Phases of Mohs Surgery
Mohs Surgery is developed in several phases:
to- Extirpation of the visible tumor
b- 2 mm resection of all edges and bottom of the wound resulting from the previous excision. The edges are marked to identify them.
c- Histological examination.
d- Reconstruction with wound closure. In large tumors and great aggressiveness, reconstruction can be delayed.
Repeat steps b and c as many times as necessary until a negative histological result is achieved.
Duration and anesthesia
It is usually done under local anesthesia and on an outpatient basis, although in some cases it may require general anesthesia and admission.
The procedure can be quick, about 45 minutes, if the tumor is small and in the first histological examination the perimetral resection is not affected by the cancer , but it can take several hours, if the procedure has to be repeated several times due to the histological results .
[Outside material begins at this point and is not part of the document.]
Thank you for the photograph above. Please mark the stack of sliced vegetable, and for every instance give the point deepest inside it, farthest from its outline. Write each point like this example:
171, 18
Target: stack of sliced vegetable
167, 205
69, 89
Advantages of Mohs surgery
Mohs surgery allows the detection of cancerous cells that affect areas close to the malignant tumor , not visible to the naked eye, allowing their removal and thus avoiding unwanted recurrences. In addition to respect as much as possible, healthy tissue, much better aesthetic results are obtained than when the resection is performed without histological control. The cure rate is 98% for primary carcinomas and 94% for those who have been previously treated.